COVID-19 has infected at least 150 individuals, including seven guards and a federal health care worker,  since the outbreak at the Immigration and Customs Enforcement (ICE) Processing Center in Tacoma in early June, the Seattle Times reported, based on a lawyer’s account of events. The lawyer, Aaron Korthuis of Northwest Immigrant Rights Project, additionally claimed that the agency has released 570 migrants deemed high-risk of contracting COVID-19 from the facility, according to the Seattle Times.

Due to the pandemic, ICE has attempted to mitigate overcrowding at migrant facilities by diffusing the migrants throughout the agency’s processing infrastructure. The agency has thus decided to transfer almost 1,100 migrants to the Northwest ICE Processing Center in Tacoma, a document submitted in federal court by the U.S. Attorney’s Office for Western Washington claimed, according to the Seattle Times.

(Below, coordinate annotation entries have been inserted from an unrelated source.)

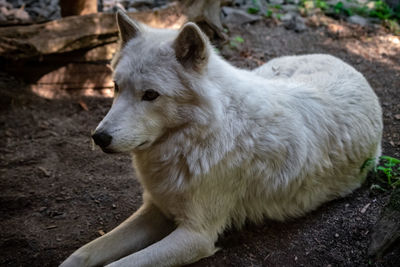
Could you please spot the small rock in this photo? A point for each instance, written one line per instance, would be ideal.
(356, 19)
(141, 3)
(293, 21)
(41, 209)
(290, 8)
(237, 16)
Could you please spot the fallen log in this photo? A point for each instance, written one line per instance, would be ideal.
(76, 32)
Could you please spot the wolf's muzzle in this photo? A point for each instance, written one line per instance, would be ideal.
(102, 139)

Nearly all of the individuals who caught COVID-19 tested positive for the virus shortly after reaching the Northwest ICE Processing Center, the Seattle Times noted. This development sparked immigrant rights groups, such as the Northwest Immigrant Rights Project, to allege that the government is not taking adequate precautions regarding COVID-19, according to the Seattle Times.

The Northwest Immigrant Rights Project and American Civil Liberties Union (ACLU) have now sued President Joe Biden’s administration over ICE’s COVID-19 policies in a federal class-action lawsuit on behalf of the migrant detainees, the Seattle Times reported. The group is arguing that the Northwest ICE Processing Center is not complying with guidance from the Centers for Disease Control and Prevention (CDC), according to the outlet. (RELATED: What Happens At Border Patrol Checkpoints?)

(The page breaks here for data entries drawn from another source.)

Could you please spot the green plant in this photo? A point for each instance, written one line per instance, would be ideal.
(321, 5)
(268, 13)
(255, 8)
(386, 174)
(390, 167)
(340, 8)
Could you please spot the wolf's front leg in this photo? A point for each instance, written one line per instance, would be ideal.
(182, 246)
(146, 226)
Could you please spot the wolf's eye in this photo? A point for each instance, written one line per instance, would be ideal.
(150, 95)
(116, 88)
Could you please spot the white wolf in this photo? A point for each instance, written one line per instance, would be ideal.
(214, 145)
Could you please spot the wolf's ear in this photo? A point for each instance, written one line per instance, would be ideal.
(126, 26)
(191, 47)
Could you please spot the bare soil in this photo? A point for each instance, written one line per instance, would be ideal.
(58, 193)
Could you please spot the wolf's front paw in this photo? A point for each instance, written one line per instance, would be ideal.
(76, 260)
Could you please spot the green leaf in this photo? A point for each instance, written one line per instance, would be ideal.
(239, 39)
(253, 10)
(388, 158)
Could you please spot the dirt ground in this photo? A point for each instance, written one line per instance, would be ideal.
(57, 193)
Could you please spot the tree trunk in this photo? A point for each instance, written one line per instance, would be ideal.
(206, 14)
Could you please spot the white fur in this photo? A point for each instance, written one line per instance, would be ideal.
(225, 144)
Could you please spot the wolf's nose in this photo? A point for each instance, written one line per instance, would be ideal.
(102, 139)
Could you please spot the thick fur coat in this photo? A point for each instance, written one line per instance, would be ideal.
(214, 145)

Cristian Amaya Vargas, a 33-year-old asylum-seeker from Columbia represented in the lawsuit, caught COVID-19 during the outbreak and claimed he had chills, fever, nausea and pneumonia and that he needed to be briefly hospitalized, the Seattle Times reported.

The government claimed in legal documents that while the protocols, “may not follow the ideal scenario,” it is aiming to meet federal public health guidance, which would involve “testing and a 14-day quarantine would occur at the originating facility before transfer and again at the destination facility at intake; at a minimum it should occur at one facility or the other,” the Seattle Times reported.

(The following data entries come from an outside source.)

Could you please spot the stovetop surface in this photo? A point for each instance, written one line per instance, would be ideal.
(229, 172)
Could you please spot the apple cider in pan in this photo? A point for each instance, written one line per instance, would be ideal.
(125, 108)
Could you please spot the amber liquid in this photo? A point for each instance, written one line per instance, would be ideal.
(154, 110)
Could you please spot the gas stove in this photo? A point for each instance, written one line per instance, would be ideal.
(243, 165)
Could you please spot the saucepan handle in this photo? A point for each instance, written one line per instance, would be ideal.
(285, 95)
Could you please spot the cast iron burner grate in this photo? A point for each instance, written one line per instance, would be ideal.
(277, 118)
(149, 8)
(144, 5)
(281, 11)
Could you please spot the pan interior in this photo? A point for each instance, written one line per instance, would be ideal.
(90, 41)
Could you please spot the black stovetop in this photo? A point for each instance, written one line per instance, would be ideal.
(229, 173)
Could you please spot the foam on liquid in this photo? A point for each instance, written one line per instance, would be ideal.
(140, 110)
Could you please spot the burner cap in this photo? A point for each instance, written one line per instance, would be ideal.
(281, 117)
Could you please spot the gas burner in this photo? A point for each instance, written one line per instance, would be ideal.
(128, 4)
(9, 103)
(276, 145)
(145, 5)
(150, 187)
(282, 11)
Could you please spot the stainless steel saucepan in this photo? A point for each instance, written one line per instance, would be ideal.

Legal documents also claim that ICE verbally screens migrants for COVID-19 symptoms, but does not test them if they do not self-report coming into contact with someone who had COVID-19, the Seattle Times reported. They also claim the agency does not routinely test migrants for COVID-19 — only if they are not displaying symptoms, the outlet noted.

However, the agency reportedly does check the migrant’s temperatures before transferring them to other facilities on flights. The government also argues that even COVID-19 rapid tests, which take 15 minutes to process, would not be feasible while transferring large numbers of migrants, according to the Seattle Times.

Korthuis and Amaya Vargas, however, maintain that as ICE transfers migrants, they allegedly do not separate individuals based on whether they have been exposed or are displaying COVID-19 symptoms, according to the Seattle Times.

In other parts of the country, COVID-19 positive migrants have been released by federal authorities and placed in hotels that have been rented out by charities for COVID-19 positive migrants, however, migrants in these hotels have reportedly not been quarantining. McAllen, Texa, was forced to declare a state of emergency after 1,500 COVID-19 positive migrants were reportedly released into the community.

Since Biden came into office, law enforcement personnel have been dealing with a record-setting crisis at the country’s southern border.